Python processes Chinese characters (UTF-8, gbk, and unicode) and reprints them,

Source: Internet
Author: User

Python processes Chinese characters (UTF-8, gbk, and unicode) and reprints them,

How Python processes Chinese characters (UTF-8, gbk, and unicode)

Reprinted from:


The first line of the file is always default

# coding: utf-8  



1. What is UTF-8/gbk/unicode encoding?

Let me explain it in a simple and easy way. It's complicated. No one will check it.
UTF-8 is a common encoding in Unix. It can be used to encode Chinese characters. It should be the unique encoding for Chinese characters that can be opened in Unix (garbled characters)
Gbk is a Chinese character encoding in windows, where GB2312 encoding is also gbk encoding. This encoding is garbled in Unix environments, probably like this:

As you can see, English is displayed normally, but Chinese characters are gg. Generally, the same character as an egg is gbk (only tested on mac, other Unix do not know if it is an egg)
Unicode is a binary encoding. All UTF-8 and gbk encoding must be translated using unicode encoding. To put it bluntly, UTF-8 and gbk encoding cannot be directly converted, conversion can only be performed once in unicode.
The following is an illustration for ease of understanding:

In mac, pycharm can only display unicode Chinese characters. For example:

# Coding: UTF-8 s = 'I am a string of Chinese characters' print s

First, s is a string of UTF-8 encoded Chinese characters. During print, UTF-8 is converted to unicode and then output to the displayed Chinese characters.



2. How to view documents and string encoding formats
First install the chardet Module
Pip install chardet

# Coding: UTF-8 import chardet s = 'haha I am a tested Chinese character. 'print chardet. detect (s)

Output: {'notificence ': 0.99, 'encoding': 'utf-8 '}
This method can only output the possible encoding format of this character. We can see that 0.99 may be UTF-8, which is actually UTF-8 encoding. As long as the string is long enough, the subsequent confidence level is 0.99.

Of course, you can also use the file command

file -i text/x-java; charset=utf-8



3. How to convert various encodings

Python has two useful functions: decode () and encode ()
Decode ('utf-8') is converted from UTF-8 encoding to unicode encoding. Of course, you can also write 'gbk' in brackets'
Encode ('gbk') is to compile unicode encoding into gbk encoding. Of course, you can also write 'utf-8' in brackets'
If I know that a string is encoded in UTF-8, how can it be converted to gbk?

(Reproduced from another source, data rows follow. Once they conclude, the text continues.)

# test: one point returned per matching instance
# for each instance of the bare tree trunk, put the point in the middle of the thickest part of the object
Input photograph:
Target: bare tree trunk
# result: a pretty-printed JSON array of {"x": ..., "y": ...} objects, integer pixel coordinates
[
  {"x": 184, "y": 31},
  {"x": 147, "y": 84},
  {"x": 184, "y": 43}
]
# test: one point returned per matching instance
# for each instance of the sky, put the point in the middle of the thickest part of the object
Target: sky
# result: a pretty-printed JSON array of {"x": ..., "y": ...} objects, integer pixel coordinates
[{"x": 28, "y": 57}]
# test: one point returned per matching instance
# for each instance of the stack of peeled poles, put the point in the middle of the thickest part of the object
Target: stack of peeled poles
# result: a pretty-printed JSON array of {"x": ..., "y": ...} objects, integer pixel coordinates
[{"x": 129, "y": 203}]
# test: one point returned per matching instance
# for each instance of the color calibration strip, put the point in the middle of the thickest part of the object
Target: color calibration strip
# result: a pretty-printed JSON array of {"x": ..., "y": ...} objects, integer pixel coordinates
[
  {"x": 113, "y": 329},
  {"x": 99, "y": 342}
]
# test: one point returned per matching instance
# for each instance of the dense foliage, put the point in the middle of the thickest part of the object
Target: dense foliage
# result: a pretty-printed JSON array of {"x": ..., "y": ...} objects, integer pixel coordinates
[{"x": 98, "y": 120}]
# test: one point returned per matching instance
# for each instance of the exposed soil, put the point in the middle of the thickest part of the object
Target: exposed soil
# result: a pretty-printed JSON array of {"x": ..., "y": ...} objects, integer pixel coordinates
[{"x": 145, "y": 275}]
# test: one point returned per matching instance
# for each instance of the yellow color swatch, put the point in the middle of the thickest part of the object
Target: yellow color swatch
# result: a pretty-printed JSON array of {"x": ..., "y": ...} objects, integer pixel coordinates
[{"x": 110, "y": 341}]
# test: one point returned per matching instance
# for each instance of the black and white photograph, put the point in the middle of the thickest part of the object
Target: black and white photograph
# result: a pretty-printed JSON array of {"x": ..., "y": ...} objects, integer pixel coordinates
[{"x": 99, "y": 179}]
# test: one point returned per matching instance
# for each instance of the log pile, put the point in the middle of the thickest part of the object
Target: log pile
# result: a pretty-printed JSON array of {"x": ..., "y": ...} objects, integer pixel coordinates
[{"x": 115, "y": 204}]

4. Why should I transfer the encoding?

When using NLPIR for word segmentation, there are strict requirements on the encoding format of the input document. You can set the encoding format of the Input Source Document during function initialization.
However, the encoding of the source document may be UTF-8 later than gbk, which requires a uniform format. If the format is not messy, an error is returned,
I will write a description about how to call NLPIR in python later.



System Code of centos6 System

SYSFONT = "latarcyrheb-sun16"


My. cnf of mysql

Character_set_server = utf8mb4
Default_character_set = utf8


SQL Server2014 character encoding. SQL Server does not use the UTF-8 character encoding statement, but only uses sorting rules.



If anything is wrong, you are welcome to make a brick o

Related Article

Contact Us

The content source of this page is from Internet, which doesn't represent Alibaba Cloud's opinion; products and services mentioned on that page don't have any relationship with Alibaba Cloud. If the content of the page makes you feel confusing, please write us an email, we will handle the problem within 5 days after receiving your email.

If you find any instances of plagiarism from the community, please send an email to: and provide relevant evidence. A staff member will contact you within 5 working days.

A Free Trial That Lets You Build Big!

Start building with 50+ products and up to 12 months usage for Elastic Compute Service

  • Sales Support

    1 on 1 presale consultation

  • After-Sales Support

    24/7 Technical Support 6 Free Tickets per Quarter Faster Response

  • Alibaba Cloud offers highly flexible support services tailored to meet your exact needs.